Lorrimore placed Sylvia in the saddle, and supporting her so that her head rested on his shoulder, he led the horse slowly and carefully back toward the wood.
As he approached it the captain and a couple of men rode out. They set up a shout of congratulation as they saw Lorrimore, and the captain, pointing to Sylvia, waved his hat.
“Well, sir!” he said, “that was the neatest thing in races I’ve ever seen. I’m glad, right down glad, that you’ve got the woman, but I’d a’ been gladder still if you’d dropped that darned skunk as well. He was the captain of the gang. Why, bless my heart! It’s only a girl! Tut, tut; she ain’t dead, sir, is she?”
“No, no,” said Lorrimore, “I think not, I trust not. Has any one some water?”
He lifted Sylvia from the horse and supported her on his knee.

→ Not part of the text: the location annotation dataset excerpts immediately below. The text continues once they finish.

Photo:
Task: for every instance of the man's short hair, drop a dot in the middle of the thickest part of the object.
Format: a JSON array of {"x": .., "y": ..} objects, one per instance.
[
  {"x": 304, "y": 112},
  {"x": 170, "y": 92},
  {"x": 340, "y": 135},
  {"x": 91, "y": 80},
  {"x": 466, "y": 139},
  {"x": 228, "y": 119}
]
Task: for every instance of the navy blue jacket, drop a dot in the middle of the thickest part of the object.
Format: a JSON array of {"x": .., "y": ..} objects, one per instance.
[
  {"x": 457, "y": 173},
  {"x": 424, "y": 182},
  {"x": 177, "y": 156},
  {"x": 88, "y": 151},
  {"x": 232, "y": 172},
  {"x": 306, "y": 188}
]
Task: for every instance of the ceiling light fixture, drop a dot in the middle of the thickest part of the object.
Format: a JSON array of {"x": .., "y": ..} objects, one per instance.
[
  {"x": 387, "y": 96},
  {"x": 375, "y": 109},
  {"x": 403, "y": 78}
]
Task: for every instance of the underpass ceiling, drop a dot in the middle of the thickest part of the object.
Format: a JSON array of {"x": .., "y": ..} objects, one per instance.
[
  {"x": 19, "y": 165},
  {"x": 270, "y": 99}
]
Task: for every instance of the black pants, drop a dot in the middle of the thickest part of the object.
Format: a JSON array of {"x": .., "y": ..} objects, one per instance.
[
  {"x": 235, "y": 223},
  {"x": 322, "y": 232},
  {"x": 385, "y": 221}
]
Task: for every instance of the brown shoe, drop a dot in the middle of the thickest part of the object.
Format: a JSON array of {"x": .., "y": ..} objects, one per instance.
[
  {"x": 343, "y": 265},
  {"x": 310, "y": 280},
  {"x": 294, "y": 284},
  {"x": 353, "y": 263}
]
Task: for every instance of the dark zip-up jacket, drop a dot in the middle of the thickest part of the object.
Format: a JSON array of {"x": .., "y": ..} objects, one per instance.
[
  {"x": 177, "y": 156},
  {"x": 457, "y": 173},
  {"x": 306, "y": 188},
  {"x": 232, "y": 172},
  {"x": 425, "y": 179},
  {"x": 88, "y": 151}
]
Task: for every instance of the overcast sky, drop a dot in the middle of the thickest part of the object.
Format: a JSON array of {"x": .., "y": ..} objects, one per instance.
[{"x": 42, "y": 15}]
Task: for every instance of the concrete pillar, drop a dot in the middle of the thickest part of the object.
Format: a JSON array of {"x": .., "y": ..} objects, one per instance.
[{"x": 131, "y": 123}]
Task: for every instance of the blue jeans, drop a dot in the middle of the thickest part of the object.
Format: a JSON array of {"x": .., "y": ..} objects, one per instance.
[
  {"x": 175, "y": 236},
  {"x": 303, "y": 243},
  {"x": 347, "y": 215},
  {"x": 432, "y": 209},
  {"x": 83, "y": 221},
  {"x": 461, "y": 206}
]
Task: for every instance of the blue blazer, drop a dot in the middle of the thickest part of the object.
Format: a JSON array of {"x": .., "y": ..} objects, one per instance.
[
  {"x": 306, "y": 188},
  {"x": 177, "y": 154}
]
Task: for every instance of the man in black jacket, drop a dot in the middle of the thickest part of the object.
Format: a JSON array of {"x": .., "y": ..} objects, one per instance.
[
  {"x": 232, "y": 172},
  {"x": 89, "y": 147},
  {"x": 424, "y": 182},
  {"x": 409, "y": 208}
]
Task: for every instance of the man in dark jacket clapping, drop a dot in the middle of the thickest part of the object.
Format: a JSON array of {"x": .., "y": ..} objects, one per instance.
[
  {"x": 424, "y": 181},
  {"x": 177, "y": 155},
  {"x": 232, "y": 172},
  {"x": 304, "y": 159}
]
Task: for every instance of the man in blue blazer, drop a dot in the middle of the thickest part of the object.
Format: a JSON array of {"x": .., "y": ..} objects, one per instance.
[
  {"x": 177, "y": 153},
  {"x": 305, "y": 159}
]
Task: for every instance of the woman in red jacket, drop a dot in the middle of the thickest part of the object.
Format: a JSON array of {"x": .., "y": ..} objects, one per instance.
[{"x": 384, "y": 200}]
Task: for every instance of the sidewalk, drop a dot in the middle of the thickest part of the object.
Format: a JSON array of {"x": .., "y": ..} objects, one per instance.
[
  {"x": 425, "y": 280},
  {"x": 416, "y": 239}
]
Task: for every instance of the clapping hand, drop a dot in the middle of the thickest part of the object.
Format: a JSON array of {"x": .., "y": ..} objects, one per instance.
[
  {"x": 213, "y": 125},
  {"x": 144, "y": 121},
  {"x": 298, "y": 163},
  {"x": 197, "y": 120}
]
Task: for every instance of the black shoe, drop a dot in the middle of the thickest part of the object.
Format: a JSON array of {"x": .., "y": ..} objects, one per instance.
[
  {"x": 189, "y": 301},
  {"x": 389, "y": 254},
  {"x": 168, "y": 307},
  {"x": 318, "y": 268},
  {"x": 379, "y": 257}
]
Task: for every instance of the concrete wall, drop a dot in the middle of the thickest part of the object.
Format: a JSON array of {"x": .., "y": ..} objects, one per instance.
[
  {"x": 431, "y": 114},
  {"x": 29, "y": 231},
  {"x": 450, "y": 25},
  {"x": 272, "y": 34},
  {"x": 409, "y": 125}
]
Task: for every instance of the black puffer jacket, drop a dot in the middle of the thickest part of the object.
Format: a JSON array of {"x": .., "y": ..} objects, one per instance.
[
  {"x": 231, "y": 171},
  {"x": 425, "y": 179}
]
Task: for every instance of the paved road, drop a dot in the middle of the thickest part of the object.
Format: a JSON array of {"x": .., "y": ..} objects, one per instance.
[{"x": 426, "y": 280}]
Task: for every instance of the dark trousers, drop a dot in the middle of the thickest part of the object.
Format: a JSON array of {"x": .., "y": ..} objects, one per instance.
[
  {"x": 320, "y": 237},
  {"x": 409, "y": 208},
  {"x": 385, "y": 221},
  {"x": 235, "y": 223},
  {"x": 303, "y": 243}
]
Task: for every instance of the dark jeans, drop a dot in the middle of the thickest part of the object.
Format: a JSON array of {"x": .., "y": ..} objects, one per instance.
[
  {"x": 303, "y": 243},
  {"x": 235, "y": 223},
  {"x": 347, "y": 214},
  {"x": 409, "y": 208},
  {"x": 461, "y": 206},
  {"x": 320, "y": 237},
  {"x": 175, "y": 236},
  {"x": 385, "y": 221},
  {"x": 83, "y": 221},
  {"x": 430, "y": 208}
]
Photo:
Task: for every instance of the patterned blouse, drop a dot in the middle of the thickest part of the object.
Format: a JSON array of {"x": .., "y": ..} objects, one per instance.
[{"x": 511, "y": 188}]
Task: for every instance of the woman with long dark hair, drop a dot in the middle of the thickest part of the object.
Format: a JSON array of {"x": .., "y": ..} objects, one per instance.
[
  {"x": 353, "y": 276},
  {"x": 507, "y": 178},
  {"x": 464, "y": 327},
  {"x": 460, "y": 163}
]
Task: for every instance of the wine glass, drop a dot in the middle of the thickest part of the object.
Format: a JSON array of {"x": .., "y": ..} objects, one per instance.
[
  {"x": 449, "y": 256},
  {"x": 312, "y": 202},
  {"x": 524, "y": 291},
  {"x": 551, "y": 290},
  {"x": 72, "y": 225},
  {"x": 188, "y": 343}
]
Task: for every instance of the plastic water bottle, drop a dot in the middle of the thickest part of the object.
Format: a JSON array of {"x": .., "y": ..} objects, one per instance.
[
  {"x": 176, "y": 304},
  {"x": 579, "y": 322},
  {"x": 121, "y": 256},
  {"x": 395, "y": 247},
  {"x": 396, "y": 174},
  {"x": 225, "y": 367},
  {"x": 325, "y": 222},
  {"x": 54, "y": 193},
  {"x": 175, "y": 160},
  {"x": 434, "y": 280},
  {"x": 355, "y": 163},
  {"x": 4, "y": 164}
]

A man produced a water flask, and Lorrimore bathed her forehead and tried again to get some brandy through her teeth. He may have succeeded, for he fancied that he felt her heart flutter beneath his hand.
“We must get her to the camp as soon as possible,” he said.
“Yes, sir,” said the captain. “A doctor’s what she wants. The poor girl is just dead with fright. Look alive, my men, and let’s have a litter.”
Three or four men quickly cut down some branches and deftly formed a litter which would not have disgraced an ambulance society.
Lorrimore laid her gently upon this, and covered her with his and the captain’s coats, and walked beside her, holding her hand, as four men carried her into the wood, for he felt instinctively that should she awake, a touch of a friendly hand might help to reassure her.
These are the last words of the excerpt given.